Perché è importante l’integrazione al minimo
Come se non bastasse, i lavoratori più giovani non hanno la cosiddetta “integrazione al minimo”. Significa che se la pensione non arriva a 2,8 volte l’assegno sociale (che oggi è pari è 1.289 euro) chi ha iniziato a lavorare dopo il 1996 non può avere accesso alla pensione anticipata, che oggi è possibile da tre anni prima dell’età pensionabile, quindi a 64 anni invece che attendere i 67. Se la pensione, poi, non arriva a 1,5 volte l’assegno sociale (690 euro), non è possibile neppure usufruire della pensione di vecchiaia: non resterà che attendere di aver raggiunto la quota contributiva necessaria, uscendo dal mercato del lavoro solo 4 anni dopo, il che significa oggi a 71 anni.

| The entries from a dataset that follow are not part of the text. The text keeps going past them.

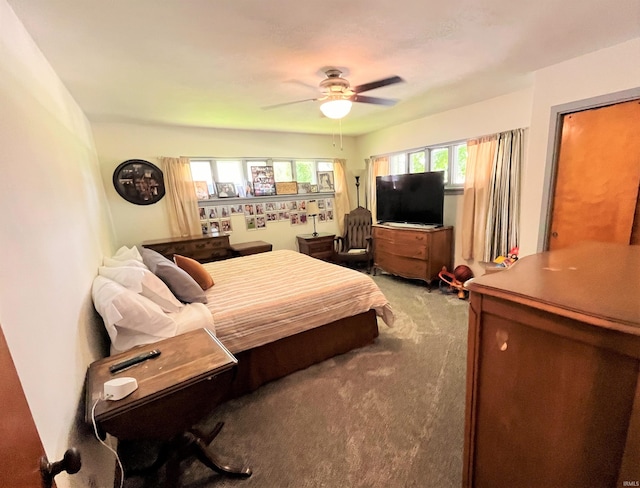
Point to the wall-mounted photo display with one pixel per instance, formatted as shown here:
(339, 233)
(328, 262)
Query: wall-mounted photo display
(264, 183)
(226, 190)
(211, 212)
(325, 181)
(139, 182)
(225, 226)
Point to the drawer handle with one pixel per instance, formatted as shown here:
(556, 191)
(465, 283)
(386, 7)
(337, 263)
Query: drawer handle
(502, 338)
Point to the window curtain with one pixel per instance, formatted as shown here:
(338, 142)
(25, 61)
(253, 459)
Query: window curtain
(503, 217)
(480, 158)
(342, 204)
(182, 203)
(378, 167)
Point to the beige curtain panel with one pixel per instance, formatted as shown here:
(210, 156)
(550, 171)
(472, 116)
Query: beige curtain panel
(182, 203)
(503, 218)
(341, 191)
(480, 157)
(378, 167)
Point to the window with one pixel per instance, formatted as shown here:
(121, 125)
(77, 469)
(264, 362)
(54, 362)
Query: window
(448, 158)
(238, 171)
(417, 162)
(439, 161)
(398, 164)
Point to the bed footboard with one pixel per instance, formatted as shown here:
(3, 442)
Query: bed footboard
(271, 361)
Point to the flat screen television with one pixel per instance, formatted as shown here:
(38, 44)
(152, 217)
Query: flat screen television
(416, 198)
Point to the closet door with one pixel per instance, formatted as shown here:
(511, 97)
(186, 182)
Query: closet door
(598, 173)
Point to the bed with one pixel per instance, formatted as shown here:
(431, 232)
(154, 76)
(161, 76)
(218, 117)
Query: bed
(282, 311)
(277, 312)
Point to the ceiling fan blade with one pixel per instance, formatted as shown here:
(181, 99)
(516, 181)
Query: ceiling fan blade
(377, 84)
(375, 100)
(278, 105)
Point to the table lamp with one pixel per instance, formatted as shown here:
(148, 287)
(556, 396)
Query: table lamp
(313, 210)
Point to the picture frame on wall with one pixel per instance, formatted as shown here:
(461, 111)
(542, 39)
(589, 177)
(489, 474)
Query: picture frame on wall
(139, 182)
(325, 181)
(264, 183)
(226, 190)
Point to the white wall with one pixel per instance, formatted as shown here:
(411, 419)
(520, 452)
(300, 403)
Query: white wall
(134, 224)
(599, 73)
(54, 228)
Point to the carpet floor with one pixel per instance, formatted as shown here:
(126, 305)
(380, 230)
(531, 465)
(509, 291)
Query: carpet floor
(387, 415)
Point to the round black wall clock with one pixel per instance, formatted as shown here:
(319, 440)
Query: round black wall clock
(139, 182)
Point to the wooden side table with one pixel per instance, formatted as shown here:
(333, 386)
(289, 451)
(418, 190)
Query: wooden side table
(212, 247)
(248, 248)
(176, 390)
(320, 246)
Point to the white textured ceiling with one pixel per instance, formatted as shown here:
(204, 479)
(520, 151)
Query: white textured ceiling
(216, 63)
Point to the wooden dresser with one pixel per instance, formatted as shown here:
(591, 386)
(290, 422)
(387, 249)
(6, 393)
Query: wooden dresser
(201, 248)
(412, 252)
(553, 363)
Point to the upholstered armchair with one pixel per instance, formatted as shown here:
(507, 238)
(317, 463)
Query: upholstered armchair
(355, 247)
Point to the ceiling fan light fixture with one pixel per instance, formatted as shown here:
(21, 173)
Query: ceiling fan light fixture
(336, 108)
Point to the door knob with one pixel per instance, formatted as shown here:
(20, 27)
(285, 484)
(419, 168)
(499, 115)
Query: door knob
(71, 463)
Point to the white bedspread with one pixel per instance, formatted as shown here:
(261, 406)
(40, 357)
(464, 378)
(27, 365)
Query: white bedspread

Il contributivo è da correggere
«È un meccanismo tale per cui l’Inps, entro alcuni limiti reddituali, riconosce una prestazione economica che varia ogni anno, di solito, a chi percepisce una pensione molto esigua al di sotto del minimo vitale. Ma ne hanno diritto solo coloro che hanno pensioni liquidate con il sistema retributivo o col sistema misto (con prima contribuzione precedente al 1° gennaio 1996) – spiega Collovati – Invece le pensioni liquidate con il sistema contributivo (con prima contribuzione dopo il 31 dicembre 1995) non godono di tale beneficio». «Teniamo presente che in tutti i sistemi è richiesto un minimo, senza il quale non si ha diritto alla pensione a meno che non si prosegua con i versamenti volontari fino a raggiungere quel minimo. Il problema è che il sistema di integrazione non è previsto per il sistema contributivo e questo è un limite che andrebbe corretto» commenta Servidori
Opzione donna che fine farà?
In tutto questo che fine farà Opzione donna? Si continua a parlare di agevolazioni per le lavoratrici, specie se madri, ipotizzando un’uscita dal lavoro anticipata per chi ha avuto figli, ma cosa potrebbe cambiare? «Ad oggi ancora la conferma dell’Opzione donna è in dubbio e qualora venisse prorogata, sarebbero comunque previste alcune modifiche. Fino ad ora con tale regime, possono uscire anticipatamente dal lavoro le lavoratrici dipendenti che al 31.12.20 hanno 58 anni d’età e 35 anni di contribuzione; oppure le lavoratrici autonome a 59 anni e sempre 35 anni di contributi versati. Da quanto sembra – ma ciò, ripeto, dovrà essere confermato e definito con la Legge di Bilancio ’22 – l’idea è quella di alzare la soglia anagrafica sia per le lavoratrici dipendenti, sia per le autonome, rispettivamente a 59 e 60 anni che soddisfino tali requisiti al 31.12.2020» dice l’avvocato Collovati. «I requisiti sono comunque molto elevati per una donna a meno che non sia una dipendente pubblica. Poi la penalizzazione è forte perché il calcolo è interamente sottoposto al regime contributivo. Una possibile azione positiva e sussidiaria potrebbe essere valorizzare con contribuzione aggiuntiva e figurativa il periodo della maternità (due anni), per riconoscere il valore sociale della maternità» conclude Servidori.